Muscle cramps or twitches are also a symptom, as is weight reduction as a result of leg and arm muscles growing thinner over time.
MND is difficult to diagnose in its early stages because several conditions may cause similar symptoms. There may be also nobody test used to determine its presence.
Nevertheless, the disease is frequently diagnosed through a means of exclusion, whereby diseases that manifest similar symptoms to ALS are excluded.
The NHS says that MND is an ‘unusual condition’ that predominantly affects older people. Nevertheless, it caveats that it may possibly affect adults of any age.
The NHS says that, as of yet, ‘it is just not yet known why’ the disease happens. The ALS Association says that MND occurs throughout the world ‘with no racial, ethnic or socioeconomic boundaries and may affect anyone’.
It says that war veterans are twice as prone to develop ALS and that men are 20 per cent more prone to get it.

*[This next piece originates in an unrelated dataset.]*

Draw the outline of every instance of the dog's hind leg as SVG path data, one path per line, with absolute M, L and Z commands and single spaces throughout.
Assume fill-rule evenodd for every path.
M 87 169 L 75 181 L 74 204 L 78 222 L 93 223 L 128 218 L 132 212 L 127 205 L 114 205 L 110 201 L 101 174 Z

Lou Gehrig was one in all baseball’s preeminent stars while playing for the Yankees between 1923 and 1939. Referred to as ‘The Iron Horse,’ he played in 2,130 consecutive games before ALS forced him to retire. The record was broken by Cal Ripken Jr. in 1995
Lou Gehrig’s Disease
In addition to being often known as ALS and Charcot’s disease, MND is continuously known as Lou Gehrig’s disease.
Lou Gehrig was a hugely popular baseball player, who played for the Latest York Yankees between 1923 and 1939.
He was famous for his strength and was nicknamed ‘The Iron Horse’.
His strength, popularity and fame transcended the game of baseball and the condition adopted the name of the sportsman.
He died two years after his diagnosis.